Implement a multicloud data lake integration architecture

This reference architecture describes how you can bring the data from different cloud providers and on-premises data sources to a data lake hosted in OCI. This architecture covers batch integration, data integration, real time integration and event based integration scenarios.

The following diagram illustrates the data flow for this reference architecture.Description of the illustration oci_multicloud_datalake_flow.png

oci-multicloud-datalake-flow-oracle.zip

The following diagram illustrates this reference architecture.

oci-multicloud-datalake-oracle.zip

Oracle Integration Cloud (OIC) is used for the following scenarios:

  • Receiving data from Oracle Cloud applications, CRM, E-commerce and on-premises/3rd party cloud applications in real-time and then loading into data lake.
  • Loading the data into data lake from a file (less volume) generated by a data-source.
  • Exposing Oracle Integration Cloud REST APIs to webhook platforms, receiving the data in real-time and loading into the data lake.
  • Some IOT platforms (Geotab, CheckSafe, and so on) have webhook fuctionality and send data to any https api for new events so they can connect directly to the API Gateway.
  • Receiving data from social media platforms (Facebook, LinkedIn, Twitter, Slack, and so on) and loading into the OCI data lake.

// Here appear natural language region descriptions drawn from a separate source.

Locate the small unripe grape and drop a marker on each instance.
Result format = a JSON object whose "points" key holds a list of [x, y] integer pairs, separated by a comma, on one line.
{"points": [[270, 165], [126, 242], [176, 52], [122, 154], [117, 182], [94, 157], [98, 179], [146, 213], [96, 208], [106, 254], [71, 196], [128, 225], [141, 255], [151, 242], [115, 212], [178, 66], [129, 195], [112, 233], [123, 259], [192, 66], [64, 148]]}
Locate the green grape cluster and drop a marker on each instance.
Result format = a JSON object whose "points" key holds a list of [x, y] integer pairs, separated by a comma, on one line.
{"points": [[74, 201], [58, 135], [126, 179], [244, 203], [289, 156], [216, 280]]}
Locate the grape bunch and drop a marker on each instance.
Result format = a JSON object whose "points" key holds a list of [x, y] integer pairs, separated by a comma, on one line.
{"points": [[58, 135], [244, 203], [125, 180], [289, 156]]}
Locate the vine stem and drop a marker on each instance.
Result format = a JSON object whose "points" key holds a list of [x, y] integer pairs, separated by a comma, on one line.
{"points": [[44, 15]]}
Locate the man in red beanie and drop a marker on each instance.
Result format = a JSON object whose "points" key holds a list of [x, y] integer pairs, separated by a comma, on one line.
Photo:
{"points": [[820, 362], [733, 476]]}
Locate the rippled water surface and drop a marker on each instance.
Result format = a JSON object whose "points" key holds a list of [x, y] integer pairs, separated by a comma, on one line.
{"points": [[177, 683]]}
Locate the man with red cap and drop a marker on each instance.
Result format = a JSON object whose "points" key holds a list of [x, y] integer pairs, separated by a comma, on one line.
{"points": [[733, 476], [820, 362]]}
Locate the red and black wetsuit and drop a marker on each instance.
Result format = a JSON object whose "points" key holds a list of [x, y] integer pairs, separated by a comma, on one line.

The architecture has the following components:

  • Region

    An Oracle Cloud Infrastructure region is a localized geographic area that contains one or more data centers, called availability domains. Regions are independent of other regions, and vast distances can separate them (across countries or even continents).

  • Availability domains

    Availability domains are standalone, independent data centers within a region. The physical resources in each availability domain are isolated from the resources in the other availability domains, which provides fault tolerance. Availability domains don’t share infrastructure such as power or cooling, or the internal availability domain network. So, a failure at one availability domain is unlikely to affect the other availability domains in the region.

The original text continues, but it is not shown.